My local police authority is made up of 17 members, half of whom are elected councillors, and the remainder are made up of 4 magistrates, a former headteacher and a Chief Executive of a charity among others. This strikes me as a fairly reasonable – if arbitrary – collection of people to help to represent the wider community. They are certainly no more or less representative than the average academy governing body.
And yet, in three weeks time that collective authority – with its shared and collective responsibility – will be replaced by a single politician. Firstly, I still don’t really understand the rationale for the change from corporate to individual responsibility. As far as I’m aware, from government, to the BBC, to big business, every other large organisation has a board of some sort to strike strategic direction, so this change seems odd to me. But more importantly, of all the large organisations in our society, one of those which I would most want to protect from political interference is the police service.
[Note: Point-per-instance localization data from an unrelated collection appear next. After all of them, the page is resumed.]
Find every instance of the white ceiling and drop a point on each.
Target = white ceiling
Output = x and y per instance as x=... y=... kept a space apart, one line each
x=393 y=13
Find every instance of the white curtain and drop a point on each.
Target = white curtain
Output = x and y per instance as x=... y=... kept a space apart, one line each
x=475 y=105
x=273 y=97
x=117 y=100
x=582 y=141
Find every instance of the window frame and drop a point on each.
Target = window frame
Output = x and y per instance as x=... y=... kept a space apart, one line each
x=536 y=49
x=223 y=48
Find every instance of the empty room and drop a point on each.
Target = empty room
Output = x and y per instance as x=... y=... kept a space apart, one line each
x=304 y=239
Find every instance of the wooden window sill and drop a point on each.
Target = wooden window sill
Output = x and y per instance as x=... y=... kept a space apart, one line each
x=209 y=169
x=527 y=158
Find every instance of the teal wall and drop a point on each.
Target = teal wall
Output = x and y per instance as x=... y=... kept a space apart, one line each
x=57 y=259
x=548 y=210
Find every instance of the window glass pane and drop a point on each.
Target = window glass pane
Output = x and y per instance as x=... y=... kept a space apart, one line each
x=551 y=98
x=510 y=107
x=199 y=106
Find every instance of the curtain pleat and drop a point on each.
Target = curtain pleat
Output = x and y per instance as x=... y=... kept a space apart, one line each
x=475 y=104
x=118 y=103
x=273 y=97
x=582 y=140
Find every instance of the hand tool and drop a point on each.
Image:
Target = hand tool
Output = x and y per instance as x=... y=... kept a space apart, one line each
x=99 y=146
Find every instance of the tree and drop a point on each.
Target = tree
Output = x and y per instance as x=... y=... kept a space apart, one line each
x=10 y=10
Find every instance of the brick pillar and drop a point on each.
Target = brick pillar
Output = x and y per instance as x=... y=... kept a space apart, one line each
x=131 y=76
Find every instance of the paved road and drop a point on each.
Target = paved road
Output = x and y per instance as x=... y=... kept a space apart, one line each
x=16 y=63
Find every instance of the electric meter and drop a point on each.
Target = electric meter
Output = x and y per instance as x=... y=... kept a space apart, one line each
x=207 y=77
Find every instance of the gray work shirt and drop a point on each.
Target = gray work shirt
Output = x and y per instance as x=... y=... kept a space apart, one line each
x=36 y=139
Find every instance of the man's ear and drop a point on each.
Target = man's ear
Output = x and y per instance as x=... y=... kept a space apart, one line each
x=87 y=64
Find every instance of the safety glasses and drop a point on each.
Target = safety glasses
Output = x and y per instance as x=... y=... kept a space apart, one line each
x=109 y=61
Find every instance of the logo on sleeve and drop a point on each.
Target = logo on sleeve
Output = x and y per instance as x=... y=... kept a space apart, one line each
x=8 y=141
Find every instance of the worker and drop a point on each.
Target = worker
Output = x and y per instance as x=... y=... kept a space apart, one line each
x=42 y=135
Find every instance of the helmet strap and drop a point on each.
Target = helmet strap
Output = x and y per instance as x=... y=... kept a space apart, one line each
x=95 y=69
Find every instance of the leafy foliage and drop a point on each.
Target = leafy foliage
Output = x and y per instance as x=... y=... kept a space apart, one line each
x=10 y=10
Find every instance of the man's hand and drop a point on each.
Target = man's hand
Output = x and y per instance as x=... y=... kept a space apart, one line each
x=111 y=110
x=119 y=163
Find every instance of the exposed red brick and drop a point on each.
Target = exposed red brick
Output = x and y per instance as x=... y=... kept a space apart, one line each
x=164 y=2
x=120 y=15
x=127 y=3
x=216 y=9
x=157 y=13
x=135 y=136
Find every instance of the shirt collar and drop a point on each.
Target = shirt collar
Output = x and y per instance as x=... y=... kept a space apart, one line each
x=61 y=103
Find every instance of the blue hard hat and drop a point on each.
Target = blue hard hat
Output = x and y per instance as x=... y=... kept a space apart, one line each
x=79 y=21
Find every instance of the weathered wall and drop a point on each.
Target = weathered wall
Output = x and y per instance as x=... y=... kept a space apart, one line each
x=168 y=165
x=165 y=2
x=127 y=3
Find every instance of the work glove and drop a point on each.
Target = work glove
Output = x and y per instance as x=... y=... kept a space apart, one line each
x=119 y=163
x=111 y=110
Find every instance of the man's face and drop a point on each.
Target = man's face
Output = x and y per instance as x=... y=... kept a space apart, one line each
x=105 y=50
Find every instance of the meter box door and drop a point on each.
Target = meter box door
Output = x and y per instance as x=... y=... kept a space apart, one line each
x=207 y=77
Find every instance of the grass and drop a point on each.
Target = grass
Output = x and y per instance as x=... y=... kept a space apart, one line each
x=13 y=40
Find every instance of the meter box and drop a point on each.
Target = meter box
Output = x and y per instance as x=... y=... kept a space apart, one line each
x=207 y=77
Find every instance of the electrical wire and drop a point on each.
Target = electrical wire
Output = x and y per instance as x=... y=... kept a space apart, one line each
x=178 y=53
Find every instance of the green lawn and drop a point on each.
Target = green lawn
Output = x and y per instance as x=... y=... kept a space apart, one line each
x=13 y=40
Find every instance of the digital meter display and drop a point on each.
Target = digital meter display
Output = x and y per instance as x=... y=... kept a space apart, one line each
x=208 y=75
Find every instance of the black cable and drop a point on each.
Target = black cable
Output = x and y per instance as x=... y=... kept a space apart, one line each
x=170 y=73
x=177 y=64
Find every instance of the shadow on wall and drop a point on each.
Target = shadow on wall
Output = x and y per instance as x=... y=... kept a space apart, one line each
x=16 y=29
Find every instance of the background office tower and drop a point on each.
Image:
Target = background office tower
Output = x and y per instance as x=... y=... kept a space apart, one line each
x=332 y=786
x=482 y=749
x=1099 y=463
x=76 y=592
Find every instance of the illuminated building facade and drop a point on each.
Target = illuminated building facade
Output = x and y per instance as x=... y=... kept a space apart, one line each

Nevertheless, from next month I have to decide whether I want to participate in the selection of a candidate from the narrow range of politicians on offer, or to absent myself from the electoral process.
But I don’t know anything about crime, much less about crime prevention, detection or management. And more to the point, it suits me quite well to leave the organisation of such things to people who do. Part of my instinct – like so many of us – is to think that more ‘bobbies on the beat’ is A GOOD THING. But like so many other things so deemed, I also know that the reality is that policing is far more complex than that.
I don’t want this choice. I am not qualified to make this choice – and more to the point, I am unconvinced that any of those standing are qualified to act upon such a choice.
I don’t get a choice about whether such a system is brought in, it seems. But in the absence of any other method of expressing my discontent, I shall do the only thing I can. Pain me as it does to opt out of the civic process, I shall attend my polling station, collect my paper, and spoil it.
And I hope it will be counted among many such forms.